Predicting things out too far is always risky – things you expect to happen quickly, take much longer to gain wide adoption; and things you expect to happen slowly, get boosted by “killer apps” that get adopted much sooner. Sooo…with that in mind…here’s my view.
From my vantage point, success doesn’t mean that today’s networking model goes away. In the Data Center, many disruptive and discontinuous technologies have lived alongside existing technologies, though they have changed things. For example, high-end servers adopted CMOS and Linux, while maintaining all the attributes demanded by Enterprise clients, such as Continuous Availability, Security, Ease-of-Use and Performance.
So will the traditional network switch model, with a distributed control plane across the switches, go away? No, but it will run alongside SDN’s 3+1 planes. That is, our goal is for Open Daylight to provide a common, open source code base that can control the link, data, control and overlay planes, through open APIs.
In my view, Open Daylight accelerates the adoption of SDN, much in the same way as Linux accelerated the adoption of an open source alternative to proprietary OS in the x86 market. The rate of acceleration will be determined by the client value of Open Daylight Applications – the higher the value, the faster the adoption.
So which applications have the most value? To the clients I work with, a Connectivity Service that automates the provisioning of multi-tier systems, including all the linkages between compute tiers & network appliances, is in high demand. A Connectivity Service automates what today takes operational teams days to weeks to make those linkages. That type of response time is not acceptable for spot marketing use cases, where entire multi-tier systems need to be brought on-line rapidly to meet demand spikes.
As an example of the Connectivity Service’s value, consider a spot marketing use case where a Superbowl ad garners significant interest, resulting in social media spikes and analytic engines detecting the spike. These analytic servers trigger a workload orchestration engine to provision many web VMs and associated security appliances, which provide additional post-game video commercials and follow-up target marketing, such as discount coupons through social media. The workload orchestration engine also provisions multi-tier transaction systems to prepare for demand spikes, which as they occur, would also pass demand to the business’ supply chain. All of this needs to happen in minutes to hours, not days.
Another example is increasing the intelligence of the workload placement engine. Today, servers and storage provide an API ecosystem for real-time feedback, such as CPU utilization, IO utilization and disk access patterns to the placement engine, which is used to determine where a workload is placed. Unfortunately, without network feedback a new workload may be placed on servers that connect through a switch that is already running elephant flows, which when combined with the new workload congest the network. Providing an API ecosystem to the network allows the placement engine to take existing and projected network load into account before a workload is provisioned on servers.
From my vantage point, the main value of SDN will be the ability for orchestration and management applications to leverage network programmability, which as stated above has existed for years on servers and storage.

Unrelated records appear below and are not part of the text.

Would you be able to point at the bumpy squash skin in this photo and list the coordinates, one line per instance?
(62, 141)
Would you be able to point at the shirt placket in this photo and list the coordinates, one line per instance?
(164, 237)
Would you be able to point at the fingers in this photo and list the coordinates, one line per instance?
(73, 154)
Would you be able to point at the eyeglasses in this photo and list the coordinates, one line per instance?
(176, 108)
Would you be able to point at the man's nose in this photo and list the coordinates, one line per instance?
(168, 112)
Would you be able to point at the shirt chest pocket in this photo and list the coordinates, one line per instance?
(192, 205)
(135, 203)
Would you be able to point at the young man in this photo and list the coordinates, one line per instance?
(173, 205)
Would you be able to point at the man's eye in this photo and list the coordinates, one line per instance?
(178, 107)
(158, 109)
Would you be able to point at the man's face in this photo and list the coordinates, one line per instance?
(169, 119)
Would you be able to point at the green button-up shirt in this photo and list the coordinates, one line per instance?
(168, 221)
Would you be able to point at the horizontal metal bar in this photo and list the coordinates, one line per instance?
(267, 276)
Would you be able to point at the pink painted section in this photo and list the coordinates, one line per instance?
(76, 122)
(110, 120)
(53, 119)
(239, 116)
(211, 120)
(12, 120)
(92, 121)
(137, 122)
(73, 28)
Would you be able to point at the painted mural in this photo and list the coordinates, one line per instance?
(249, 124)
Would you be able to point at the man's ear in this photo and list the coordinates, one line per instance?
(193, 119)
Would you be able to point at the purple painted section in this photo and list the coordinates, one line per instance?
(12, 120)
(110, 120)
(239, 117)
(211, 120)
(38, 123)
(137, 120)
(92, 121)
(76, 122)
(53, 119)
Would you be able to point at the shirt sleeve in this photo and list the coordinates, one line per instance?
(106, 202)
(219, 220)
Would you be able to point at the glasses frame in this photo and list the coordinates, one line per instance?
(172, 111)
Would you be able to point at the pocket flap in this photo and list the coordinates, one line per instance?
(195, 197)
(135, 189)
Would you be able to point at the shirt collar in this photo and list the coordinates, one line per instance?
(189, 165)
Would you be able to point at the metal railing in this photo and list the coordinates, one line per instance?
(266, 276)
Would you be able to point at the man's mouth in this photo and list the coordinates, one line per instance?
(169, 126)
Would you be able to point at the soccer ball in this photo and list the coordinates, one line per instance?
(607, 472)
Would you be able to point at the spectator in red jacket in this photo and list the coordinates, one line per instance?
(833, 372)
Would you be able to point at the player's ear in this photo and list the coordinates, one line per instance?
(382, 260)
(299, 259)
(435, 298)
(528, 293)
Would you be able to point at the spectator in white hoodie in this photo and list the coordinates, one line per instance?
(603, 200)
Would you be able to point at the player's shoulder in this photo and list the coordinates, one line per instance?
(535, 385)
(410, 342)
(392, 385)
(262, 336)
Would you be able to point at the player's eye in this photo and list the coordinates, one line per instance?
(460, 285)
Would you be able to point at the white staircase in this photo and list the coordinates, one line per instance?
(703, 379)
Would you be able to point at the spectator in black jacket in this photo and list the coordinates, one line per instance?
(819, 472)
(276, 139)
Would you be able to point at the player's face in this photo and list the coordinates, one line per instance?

Just like servers and storage used this capability to better meet client and application Service Level Agreements, the main value for SDN will be in doing the same for the network, which will require both the overlay and underlay to be controlled through APIs by the Open Daylight controller.
In summary, Open Daylight provides a controller base that enables the types of applications described above, which provide a reduction in network operational expenses and, more importantly, faster response time to changes in business needs. The savings in operational expenses can be used to go after additional business opportunities.